今日のピックアップNYT記事:Goodbye, $165,000 Tech Jobs. Student Coders Seek Work at Chipotle
俺的記事まとめ
カリフォルニア在住のマナシ・ミシュラ(21)は、シリコンバレーの経営者や政治家が「コーディングを学べば高収入が得られる」と語るのを聞いて育った。初等教育からプログラミングに親しみ、大学では情報科学(CS)を専攻。しかし2024年5月に大学を卒業後、1年の就職活動中に取り付けた面接は、飲食チェーン店一件のみ。かつてのIT黄金時代の約束は、AIによるコード生成や大手テックの大量解雇で色あせている。
2010年代初頭には、マイクロソフト幹部が「初任給10万ドル超+ボーナス」と公言し、情報工学を専攻する若者が急増した。2023年には、米国内のCS専攻学生数は17万人超と2014年の倍に。しかし今や、22~27歳のCS卒業生の未就労率は6.1%、情報工学では7.5%と、生物学や美術史専攻の未就労率(約3%)の倍以上だ。
多くの卒業生は何百~数千件もの応募を行い、厳しいオンライン試験やライブコーディング面接を経ても、最終的に連絡が途絶えるケースが多い。オレゴン州在住のザック・テイラー(25)は5,762件応募し13件面接を受けたが、内定ゼロ。生活費のためマクドナルドにも応募したが「経験不足」で不採用となり、失業給付を受けながら実家に戻った。
AIコーディング支援の普及は、特に自動化されやすい初級エンジニア職を直撃した。大学ではようやくAIツール教育が始まったばかりで、企業が求めるスキルとのギャップも生じている。一方で就職希望者もAIを使い応募書類を量産するため、企業はAIで応募者を自動スクリーニングするという「AIで応募→AIが門前払いループ」が出来上がった。人間的資質を強調しても、数分で不採用通知が届く例もある。

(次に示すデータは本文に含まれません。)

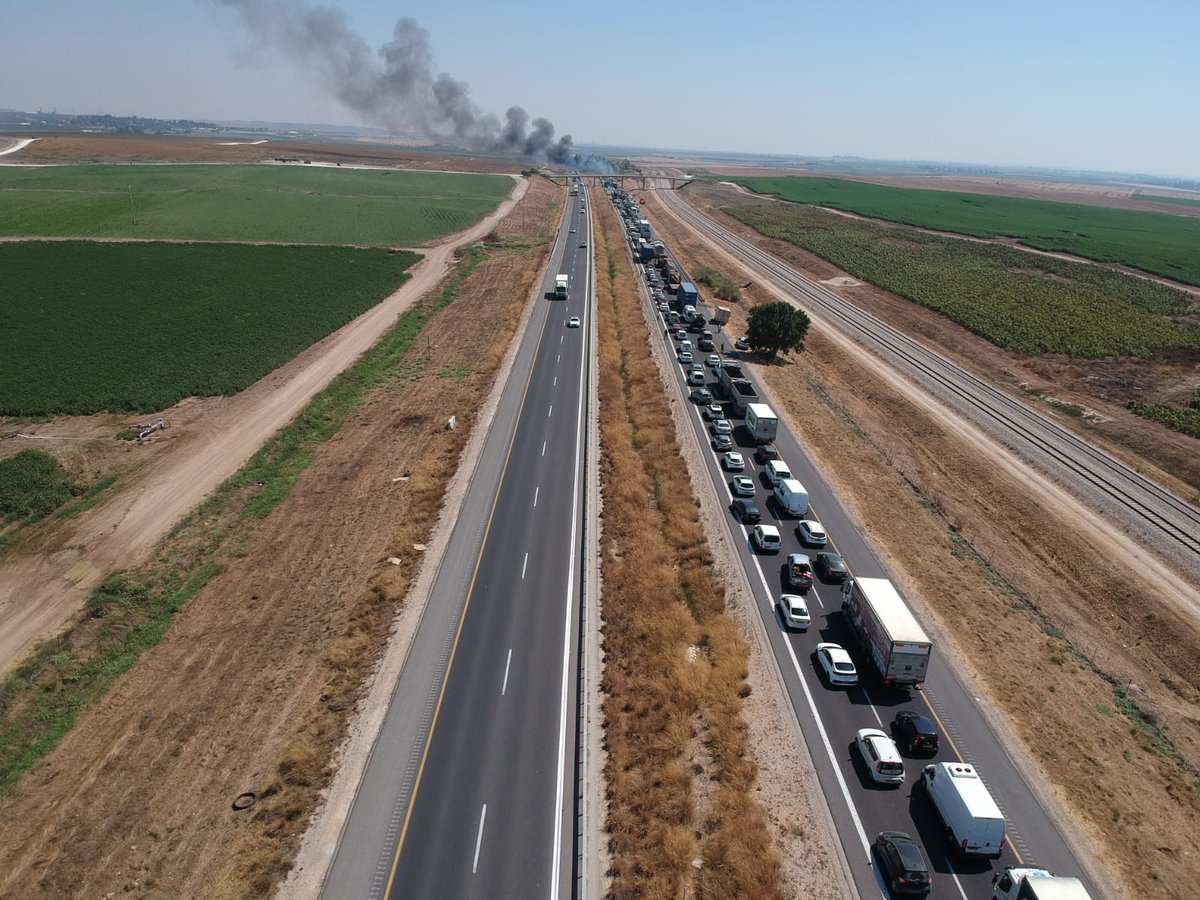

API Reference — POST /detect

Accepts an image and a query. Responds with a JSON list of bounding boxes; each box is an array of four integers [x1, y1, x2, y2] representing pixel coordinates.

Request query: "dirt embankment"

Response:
[[652, 187, 1200, 900], [0, 182, 558, 898], [0, 180, 528, 672]]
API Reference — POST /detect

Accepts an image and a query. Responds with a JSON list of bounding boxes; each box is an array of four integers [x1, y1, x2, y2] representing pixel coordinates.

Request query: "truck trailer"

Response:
[[745, 403, 779, 444], [920, 762, 1004, 859], [991, 865, 1092, 900], [841, 578, 934, 685]]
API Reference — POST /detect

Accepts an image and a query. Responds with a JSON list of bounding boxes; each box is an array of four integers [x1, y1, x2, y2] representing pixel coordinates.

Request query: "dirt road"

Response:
[[0, 179, 528, 673]]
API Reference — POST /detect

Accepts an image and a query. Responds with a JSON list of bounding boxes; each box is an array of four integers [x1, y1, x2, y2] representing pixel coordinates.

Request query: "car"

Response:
[[754, 524, 777, 554], [812, 553, 848, 581], [892, 709, 941, 754], [796, 518, 829, 547], [854, 728, 904, 787], [817, 642, 858, 688], [775, 594, 812, 631], [733, 499, 762, 524], [754, 444, 779, 464], [871, 832, 934, 896], [730, 475, 754, 497]]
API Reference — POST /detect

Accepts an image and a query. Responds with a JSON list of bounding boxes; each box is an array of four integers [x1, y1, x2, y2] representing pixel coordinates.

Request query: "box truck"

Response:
[[920, 762, 1004, 859], [745, 403, 779, 444], [841, 578, 934, 685], [775, 478, 809, 518], [991, 865, 1092, 900]]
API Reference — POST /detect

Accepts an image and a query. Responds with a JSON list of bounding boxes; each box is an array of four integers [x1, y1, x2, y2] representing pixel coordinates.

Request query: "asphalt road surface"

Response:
[[637, 187, 1100, 900], [323, 187, 593, 900]]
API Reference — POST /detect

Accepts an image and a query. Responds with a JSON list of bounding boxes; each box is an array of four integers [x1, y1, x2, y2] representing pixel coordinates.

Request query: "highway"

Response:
[[322, 181, 594, 900], [614, 184, 1102, 900], [659, 183, 1200, 575]]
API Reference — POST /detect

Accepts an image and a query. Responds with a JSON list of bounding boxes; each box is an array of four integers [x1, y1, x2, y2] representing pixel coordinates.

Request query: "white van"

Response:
[[763, 460, 792, 485], [775, 478, 809, 518], [920, 762, 1004, 859]]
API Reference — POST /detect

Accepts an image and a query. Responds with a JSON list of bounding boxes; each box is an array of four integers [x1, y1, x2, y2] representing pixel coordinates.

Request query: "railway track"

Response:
[[658, 191, 1200, 577]]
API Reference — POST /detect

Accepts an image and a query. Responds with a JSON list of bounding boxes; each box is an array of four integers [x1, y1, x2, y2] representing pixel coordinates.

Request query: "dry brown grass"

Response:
[[655, 188, 1200, 900], [0, 184, 558, 898], [593, 192, 782, 898]]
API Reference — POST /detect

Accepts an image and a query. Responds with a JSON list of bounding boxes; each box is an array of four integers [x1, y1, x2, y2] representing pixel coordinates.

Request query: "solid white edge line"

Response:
[[550, 206, 592, 900], [470, 803, 487, 875]]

官公庁の技術職も削減や採用凍結で狭き門となり、環境や政策面に関心を持つ卒業生も苦戦している。業界推進派はAI分野へのシフトを図り、米政府やマイクロソフトはAI教育投資計画を発表している。
ミシュラは飲食店チェーンの仕事も得られなかったが、TikTokでの美容系の発信をしながらマーケティングや営業に興味を持った。テック企業の営業職に飛び込み応募して内定を獲得、8月から新しい道を歩み始めた。
俺的コメント
情報工学専攻の卒業生に仕事がない話、カナダでも耳にします。それにしても5,762件に応募して内定がゼロって….泣ける。この記事のオチは、仕事がなければ飛び込みで営業職があるじゃない!つまり「人間力が勝利」ということですね?前回の記事でも言及しましたが、AIの時代につぶしが効くのは人間力を育てるリベラルアーツ!
自分のまわりには、1990年代にテックが上り坂だったころにプログラマーとして就職し、テック業界で勤め上げてまもなくリタイアという人が多いです。平均年収は多分この記事にある通り16万ドルくらい、子供たちにも「文系の勉強なんかやらないで情報工学に行け」と教えてきた親が多いはず。親父、どう責任とってくれるよ?美術史専攻より仕事がないんだけど?
さて、この記事に出てくるミシュラさん。情報工学では就職できず、営業とマーケティングの世界へ。それではこの子は、最初からマーケティングの勉強をすればよかったのか?いえいえそんなことはありません。情報工学は、「物を売る」場面でもめちゃくちゃ武器になる知識です。コードが書けるマーケターという希少種に化けられるポテンシャル大あり。
文系からテックに就職した俺みたいな人も、カイシャでIT系の知識を得た分、テックバブル崩壊後も食いっぱぐれなかった。FAE職など、理系の頭に文系の口がついているタイプも、どこにいっても重宝される。つまり、理系+文系のハイブリッドこそ強いのです。AI時代の大学は、STEMでリベラルアーツを必須に、リベラルアーツでもSTEMを齧らせる感じにしたらどうか。